Vinhedo adere a consórcio de municípios para comprar vacinas contra a covid-19

O consórcio vai permitir que os municípios comprem a vacina caso o Plano Nacional de Imunização (PNI), do governo federal.

Postado em 02/03/2021 às 14:14

Vinhedo aderiu ao consórcio de municípios para comprar vacinas contra a covid-19 em uma reunião com mais de 300 prefeitos realizada no fim da tarde desta segunda-feira (1º) pela Frente Nacional de Prefeitos (FNP). O consórcio vai permitir que os municípios comprem a vacina caso o Plano Nacional de Imunização (PNI), do governo federal, não consiga atender à demanda e não forneça doses suficientes para a população.


Nesta semana, Vinhedo deve encaminhar à Câmara Municipal um projeto de lei que autoriza o Executivo a participar do consórcio público e comprar as vacinas. A FNP vai coordenar a instituição consórcio e orientar sobre os trâmites a serem adotados por cada cidade.


Na reunião desta segunda-feira, a entidade definiu que o consórcio seja constituído e instalado até 22 de março. Para participar, o município deve aderir à iniciativa, sem custo nenhum, até o dia 5 de março (sexta-feira).


De acordo com o Plano Nacional de Imunização, a obrigação de adquirir vacinas para a população é do governo federal. No entanto, diante da situação de urgência para a retomada segura das atividades e da economia, o consórcio é uma alternativa para acelerar o processo de imunizar a população.

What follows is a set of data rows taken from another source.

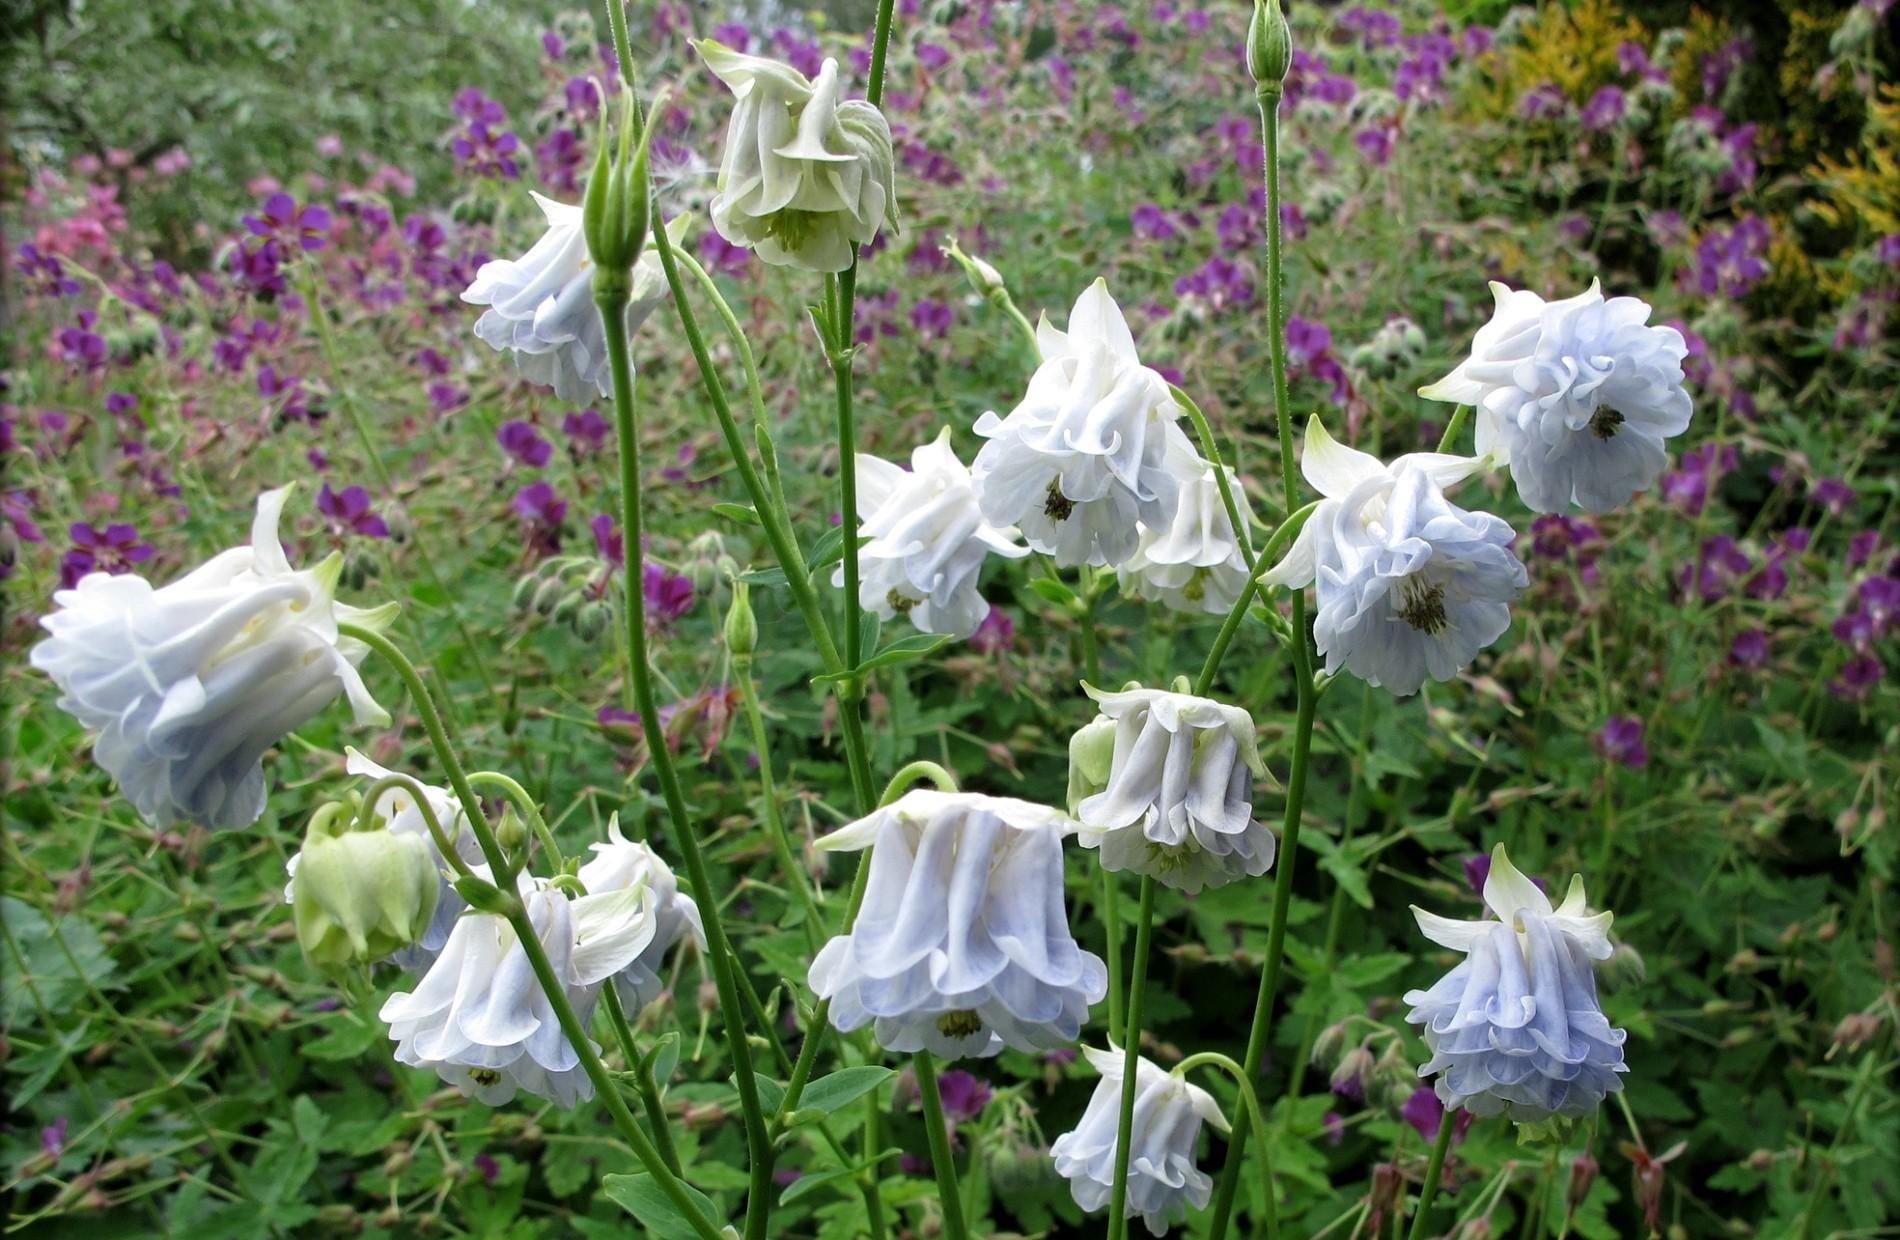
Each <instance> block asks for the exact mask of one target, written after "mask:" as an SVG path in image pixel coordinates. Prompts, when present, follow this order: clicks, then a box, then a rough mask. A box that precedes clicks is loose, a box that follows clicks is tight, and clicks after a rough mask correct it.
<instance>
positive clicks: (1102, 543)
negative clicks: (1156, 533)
mask: <svg viewBox="0 0 1900 1240" xmlns="http://www.w3.org/2000/svg"><path fill="white" fill-rule="evenodd" d="M1035 344H1037V348H1039V349H1041V357H1043V363H1041V366H1037V368H1035V374H1034V376H1030V387H1028V393H1024V397H1022V401H1020V403H1018V404H1016V408H1013V410H1009V416H1007V418H997V416H996V412H994V410H992V412H986V414H984V416H982V418H978V420H977V433H978V435H982V437H984V439H988V441H990V442H986V444H984V446H982V450H980V452H978V454H977V461H975V465H971V475H973V479H975V482H977V499H978V501H980V503H982V515H984V517H988V518H990V520H992V522H996V524H999V526H1009V524H1013V526H1020V528H1022V535H1024V537H1026V539H1028V543H1030V547H1034V549H1035V551H1041V553H1045V554H1053V556H1054V560H1056V564H1064V566H1073V564H1096V566H1100V564H1121V562H1125V560H1127V558H1129V556H1132V554H1134V547H1136V541H1138V539H1140V530H1138V526H1136V522H1142V524H1146V526H1148V528H1151V530H1167V528H1169V526H1172V524H1174V513H1176V509H1178V505H1180V490H1182V484H1184V482H1186V480H1189V479H1191V473H1189V471H1188V469H1186V463H1188V461H1193V460H1199V458H1197V456H1195V450H1193V444H1189V442H1188V437H1186V435H1184V433H1182V429H1180V425H1178V420H1180V414H1182V410H1180V406H1178V404H1176V403H1174V397H1172V393H1169V382H1167V380H1165V378H1161V374H1157V372H1155V370H1151V368H1148V366H1144V365H1142V359H1140V357H1138V355H1136V351H1134V336H1132V334H1131V332H1129V321H1127V319H1123V317H1121V308H1119V306H1115V300H1113V298H1112V296H1110V294H1108V283H1106V281H1100V279H1098V281H1094V283H1093V285H1089V289H1087V291H1085V292H1083V294H1081V296H1079V298H1075V308H1073V310H1072V311H1070V325H1068V330H1066V332H1058V330H1056V329H1053V327H1051V325H1049V317H1047V315H1043V321H1041V323H1039V325H1037V327H1035Z"/></svg>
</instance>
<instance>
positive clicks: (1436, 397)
mask: <svg viewBox="0 0 1900 1240" xmlns="http://www.w3.org/2000/svg"><path fill="white" fill-rule="evenodd" d="M1492 296H1493V298H1497V308H1495V310H1493V311H1492V321H1490V323H1486V325H1484V327H1480V329H1478V334H1476V338H1474V340H1473V342H1471V357H1469V359H1465V361H1463V363H1459V366H1457V368H1455V370H1452V374H1448V376H1444V378H1442V380H1438V382H1436V384H1433V385H1431V387H1421V389H1419V395H1421V397H1427V399H1433V401H1454V403H1457V404H1471V406H1474V408H1476V429H1474V435H1476V446H1478V452H1480V454H1488V456H1492V458H1493V460H1495V461H1497V463H1499V465H1509V469H1511V477H1512V480H1516V484H1518V494H1520V496H1522V498H1524V503H1526V505H1528V507H1531V509H1535V511H1539V513H1558V511H1562V509H1564V507H1566V505H1569V503H1577V505H1579V507H1583V509H1588V511H1592V513H1602V511H1607V509H1613V507H1619V505H1625V503H1628V501H1630V498H1632V496H1634V494H1636V492H1640V490H1647V488H1649V486H1653V484H1655V480H1657V477H1659V475H1661V473H1663V467H1664V465H1666V463H1668V452H1666V450H1664V448H1663V441H1664V439H1668V437H1672V435H1682V433H1683V431H1685V429H1687V427H1689V414H1691V408H1693V404H1691V401H1689V393H1687V391H1683V387H1682V359H1683V357H1687V353H1689V348H1687V344H1685V342H1683V338H1682V332H1678V330H1676V329H1674V327H1649V306H1647V304H1645V302H1642V300H1638V298H1634V296H1613V298H1607V300H1606V298H1604V292H1602V285H1600V281H1590V289H1588V292H1581V294H1579V296H1573V298H1566V300H1562V302H1545V300H1543V298H1541V296H1537V294H1535V292H1530V291H1526V289H1518V291H1512V289H1507V287H1505V285H1501V283H1495V281H1493V283H1492Z"/></svg>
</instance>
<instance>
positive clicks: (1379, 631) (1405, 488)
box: [1265, 418, 1530, 697]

Na semana passada, o Supremo Tribunal Federal (STF) autorizou a compra de vacina pelos municípios caso o governo federal não atenda os moradores. A mobilização de constituir um consórcio público para aquisição de vacinas, medicamentos, insumos e equipamentos está fundamentada na Lei nº. 11.107/2005.


Os recursos para compra de vacinas poderão ser disponibilizados através dos municípios consorciados, de aporte de recursos federais e de eventuais doações nacionais e internacionais.

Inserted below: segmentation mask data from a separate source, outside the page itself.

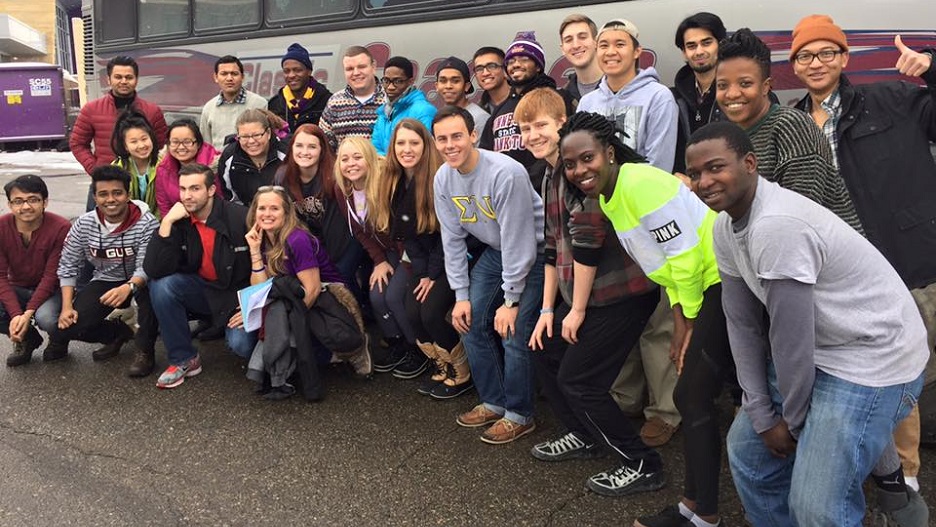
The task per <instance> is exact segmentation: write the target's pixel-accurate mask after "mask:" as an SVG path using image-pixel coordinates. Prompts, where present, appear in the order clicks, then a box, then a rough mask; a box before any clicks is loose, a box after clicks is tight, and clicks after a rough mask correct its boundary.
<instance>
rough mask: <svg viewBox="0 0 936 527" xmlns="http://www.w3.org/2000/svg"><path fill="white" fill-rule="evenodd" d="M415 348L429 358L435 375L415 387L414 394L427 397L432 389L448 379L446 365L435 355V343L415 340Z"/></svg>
mask: <svg viewBox="0 0 936 527" xmlns="http://www.w3.org/2000/svg"><path fill="white" fill-rule="evenodd" d="M416 347H417V348H419V351H421V352H423V354H424V355H425V356H426V357H429V360H430V361H432V364H433V367H434V369H435V373H433V374H432V376H431V377H429V378H428V379H426V380H425V381H423V382H421V383H420V384H419V386H417V387H416V393H418V394H419V395H429V394H430V393H431V392H432V390H433V388H435V387H436V386H437V385H439V384H442V381H444V380H445V379H447V378H448V364H446V363H445V361H443V360H442V358H441V357H440V356H439V354H438V353H436V348H437V347H438V346H436V344H435V343H433V342H419V341H418V340H417V341H416Z"/></svg>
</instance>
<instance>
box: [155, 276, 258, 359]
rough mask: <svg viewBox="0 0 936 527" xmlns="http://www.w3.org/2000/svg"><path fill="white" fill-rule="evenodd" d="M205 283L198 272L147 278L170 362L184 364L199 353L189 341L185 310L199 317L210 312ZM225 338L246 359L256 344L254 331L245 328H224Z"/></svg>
mask: <svg viewBox="0 0 936 527" xmlns="http://www.w3.org/2000/svg"><path fill="white" fill-rule="evenodd" d="M206 287H207V284H206V282H205V279H204V278H202V277H200V276H198V275H197V274H188V273H177V274H172V275H169V276H165V277H163V278H159V279H156V280H151V281H150V282H149V289H150V302H152V304H153V311H155V312H156V318H157V319H158V320H159V329H160V332H161V334H162V338H163V344H165V345H166V356H167V357H168V358H169V364H175V365H179V364H184V363H185V361H187V360H189V359H191V358H192V357H194V356H195V355H197V354H198V352H197V351H195V346H193V345H192V336H191V333H190V331H189V325H188V313H192V314H194V315H197V316H200V317H206V318H207V317H209V316H211V307H210V306H209V305H208V299H207V297H206V296H205V288H206ZM224 338H225V341H226V342H227V345H228V347H229V348H231V351H233V352H234V353H235V354H236V355H238V356H240V357H243V358H245V359H249V358H250V354H251V353H253V349H254V346H256V345H257V332H256V331H252V332H250V333H248V332H246V331H244V328H236V329H232V328H228V327H226V328H225V331H224Z"/></svg>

A FNP reúne as 412 cidades com mais de 80 mil habitantes, mas os municípios que estão fora desse grupo também poderão participar. Até esta terça-feira (2), dez vacinas estão aprovadas e disponibilizadas e cerca de 240 estão em teste.


Segurança jurídica

A Ordem dos Advogados do Brasil (OAB) ajuizou uma ação para permitir que estados, Distrito Federal e municípios pudessem comprar e fornecer vacinas contra a COVID-19 à população. No dia 23 de fevereiro, o STF proferiu sentença favorável ao pedido.


A autorização foi admitida nos casos de descumprimento do PNI ou de insuficiência de doses previstas para imunizar a população. A liberação cabe nos casos em que a Agência Nacional de Vigilância Sanitária (Anvisa) não conceda autorização em até 72 horas para o uso de imunizantes aprovados por agências reguladoras de outros países.


Na mesma semana, dia 24 de fevereiro, o Senado aprovou um projeto de lei (PL 534/2021) amparado na decisão do STF. O presidente Jair Bolsonaro vetou o artigo que prevê aprovação emergencial pela Anvisa em até cinco dias de vacinas já aprovadas por agências internacionais e o artigo que prevê a compra de vacinas por municípios e estados, com reembolso do governo federal, caso não consiga imunizar a população. O Senado pode acatar ou derrubar os vetos.


Retomada da economia

Para economistas de todo o País, a retomada segura das atividades e da economia está diretamente ligada à imunização da população. O ministro da Economia, Paulo Guedes, afirmou recentemente que a vacinação é “decisiva” para o bom desempenho da economia brasileira.